Brand occupies the titular role, an heir to a multi-billion dollar company who also happens to be a boy trapped in a man's body. A spend thrift if ever there was one, and a drunkard to top them all, Arthur is without match when it comes to attracting press, and his straight-laced, CEO mother (Geraldine James) has had enough. Fearing for her company, she offers Arthur an ultimatum: marry type-A business lady Susan (Jennifer Garner), or lose his inheritance. Not about to throw away his cash just yet, Arthur agrees, but as he goes through the motions of the wedding preparation, he meets and falls for a kindred spirit, train station tour guide Naomi (Greta Gerwig). The two strike up a not-so-secret relationship, Arthur attempting to diffuse the situation between swigs of vodka and whisky.
Arthur is the debut feature from TV guy Jason Winer, and for the most part, one can hardly tell. The movie is essentially a romantic comedy, and as such, Winer moves it along at a nice pace, a few bubbly pop-songs and shots of glowing faces proving that he at least knows the motions. He's a subtle but promising craftsman, and though nothing about the movie's production really stands out, it's a smooth product that goes down easy. Of course, it never hurts to have this kind of cast. Besides the players listed above, Arthur also boasts of a warm and empathetic turn by Helen Mirren, and an enjoyably over-the-top Nick Nolte. Add to this Gerwig, an actress well-versed in single-handedly elevating the quality of her movies, who's breezy/sexy/charming/natural dream girl goes a long ways towards justifying some of Arthur's more foolish actions.

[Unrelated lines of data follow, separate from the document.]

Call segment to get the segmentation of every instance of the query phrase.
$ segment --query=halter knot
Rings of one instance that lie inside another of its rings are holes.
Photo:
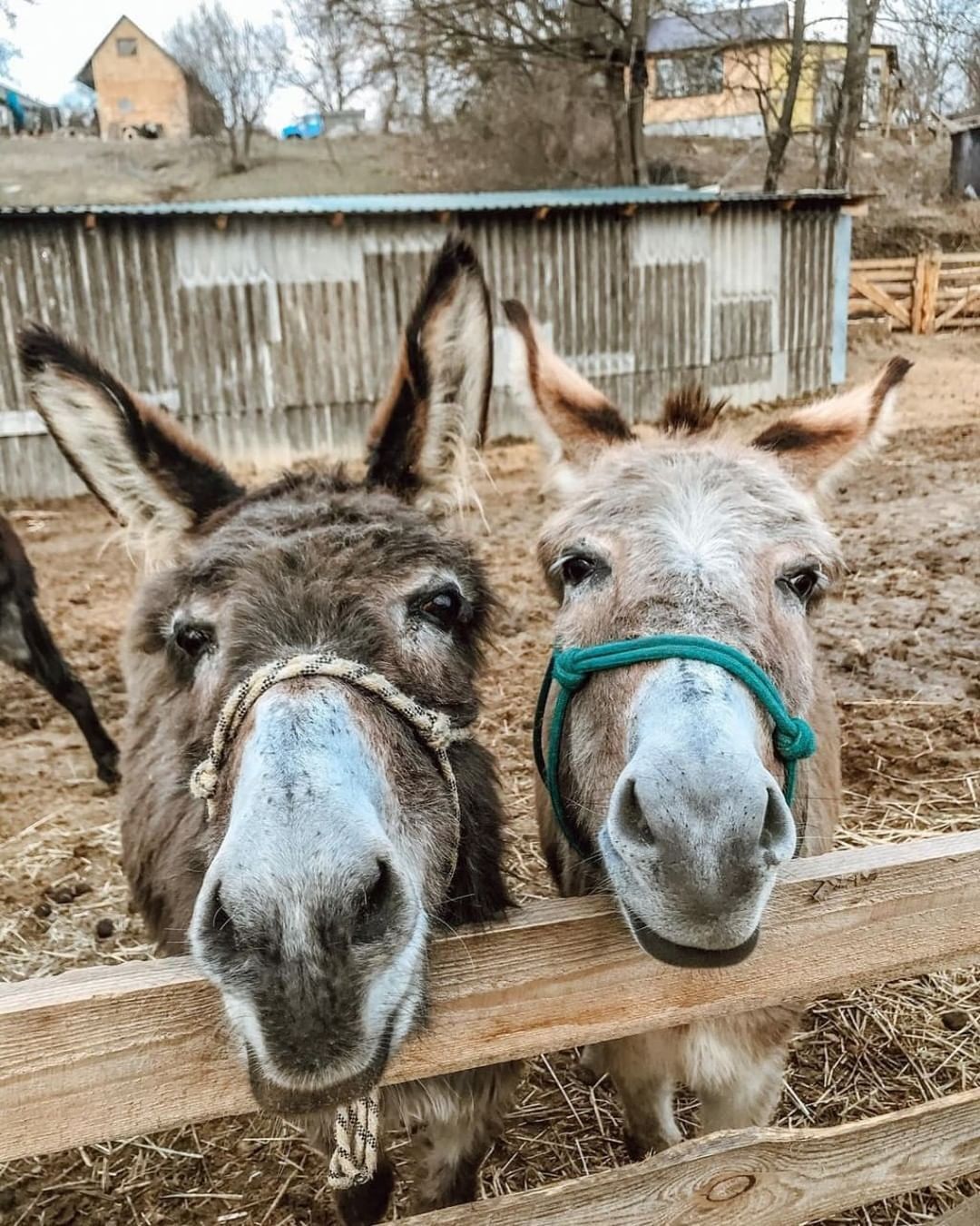
[[[573,694],[586,684],[588,668],[578,664],[578,656],[571,651],[556,651],[551,658],[551,677],[564,690]]]
[[[816,753],[817,738],[813,729],[800,716],[786,710],[783,698],[769,674],[751,656],[715,639],[698,635],[654,634],[646,639],[617,639],[590,647],[555,647],[544,674],[538,706],[534,712],[534,763],[538,775],[548,788],[555,821],[570,846],[586,859],[589,855],[578,836],[575,823],[565,812],[559,787],[559,759],[561,756],[561,731],[572,695],[584,685],[592,673],[627,668],[631,664],[650,663],[657,660],[696,660],[723,668],[756,698],[773,721],[773,745],[785,770],[783,794],[786,804],[793,804],[796,788],[796,763]],[[545,714],[552,682],[559,693],[551,710],[548,744],[544,744]],[[800,836],[802,837],[802,836]]]
[[[773,741],[775,752],[784,763],[795,763],[801,758],[810,758],[817,752],[817,738],[813,729],[799,716],[790,716],[789,725],[778,728]]]
[[[191,771],[191,796],[198,801],[213,801],[218,792],[218,770],[211,758],[205,758]]]

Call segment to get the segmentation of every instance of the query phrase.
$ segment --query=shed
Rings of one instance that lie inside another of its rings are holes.
[[[962,115],[946,124],[949,151],[949,194],[980,197],[980,114]]]
[[[843,192],[608,188],[0,208],[0,495],[81,487],[29,408],[16,332],[89,345],[228,461],[359,455],[450,228],[633,421],[703,381],[736,403],[844,378]],[[502,318],[497,313],[499,322]],[[491,432],[527,433],[497,331]]]

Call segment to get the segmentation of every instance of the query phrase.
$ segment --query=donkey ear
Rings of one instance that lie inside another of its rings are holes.
[[[801,484],[827,489],[884,440],[895,389],[910,369],[911,362],[892,358],[871,383],[779,418],[752,445],[772,451]]]
[[[429,270],[387,396],[368,435],[368,483],[435,505],[469,500],[469,451],[486,433],[490,294],[473,248],[450,235]]]
[[[142,403],[56,332],[26,327],[20,358],[34,406],[65,459],[147,544],[173,539],[241,494],[163,411]]]
[[[511,298],[503,313],[517,340],[513,387],[550,460],[586,467],[604,447],[633,439],[619,409],[548,345],[523,303]]]

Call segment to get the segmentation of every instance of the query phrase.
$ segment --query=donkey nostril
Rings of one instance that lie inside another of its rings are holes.
[[[379,859],[375,877],[365,883],[356,900],[354,920],[354,940],[379,940],[385,933],[391,901],[394,893],[394,878],[387,862]]]
[[[782,796],[769,790],[766,817],[762,820],[762,834],[758,839],[767,863],[779,864],[786,858],[785,848],[791,835],[795,835],[793,814],[786,808]]]
[[[638,843],[653,845],[655,839],[636,790],[636,780],[624,782],[616,798],[616,817],[625,835]]]
[[[232,916],[224,907],[222,902],[222,888],[221,885],[214,886],[214,894],[211,899],[211,923],[208,924],[211,929],[211,935],[227,945],[235,944],[235,926],[232,922]]]

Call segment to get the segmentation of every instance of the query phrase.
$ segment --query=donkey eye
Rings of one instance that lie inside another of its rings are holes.
[[[568,587],[583,584],[590,575],[595,574],[595,563],[583,554],[573,554],[564,558],[561,563],[561,577]]]
[[[200,622],[178,622],[174,626],[174,642],[189,660],[200,660],[214,646],[214,630]]]
[[[820,571],[815,570],[812,566],[805,566],[801,570],[794,570],[789,575],[783,575],[779,582],[786,588],[786,591],[793,592],[801,604],[806,604],[812,595],[820,588],[821,575]]]
[[[440,587],[437,592],[428,592],[415,607],[426,622],[441,630],[452,630],[454,625],[468,622],[473,612],[458,587]]]

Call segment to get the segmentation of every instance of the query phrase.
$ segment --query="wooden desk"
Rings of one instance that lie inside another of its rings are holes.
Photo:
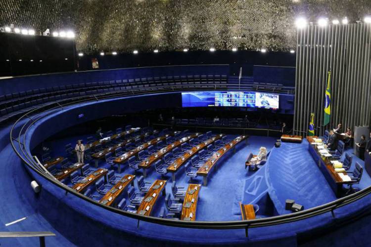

But herein lies the rub: neither Arthur nor the actor behind him are particularly likable (though he is undeniably suited for the role). The movie's namesake is endlessly irresponsible, seeming to only care about himself, his money, and his ability to remain intoxicated. It should not be denied that he has a certain degree of charm, and his chemistry with Gerwig is spot-on, but the rampant abuse of his privileges, whether in the form of maniacal spending habits in the face of a depression, or his blatant abuse of Mirren's energy and patience, make him difficult to cheer on. But this Arthur wasn't ever really aiming to set the word on fire anyways. Flawed as it may be, Arthur still makes for a pleasant enough trip to the movies, enjoyable while you're there, and forgotten the moment you leave, which seems to have been the goal of its creators all along. It might not be the loftiest aspiration, but as far as passing a couple hours is concerned, one could do much worse.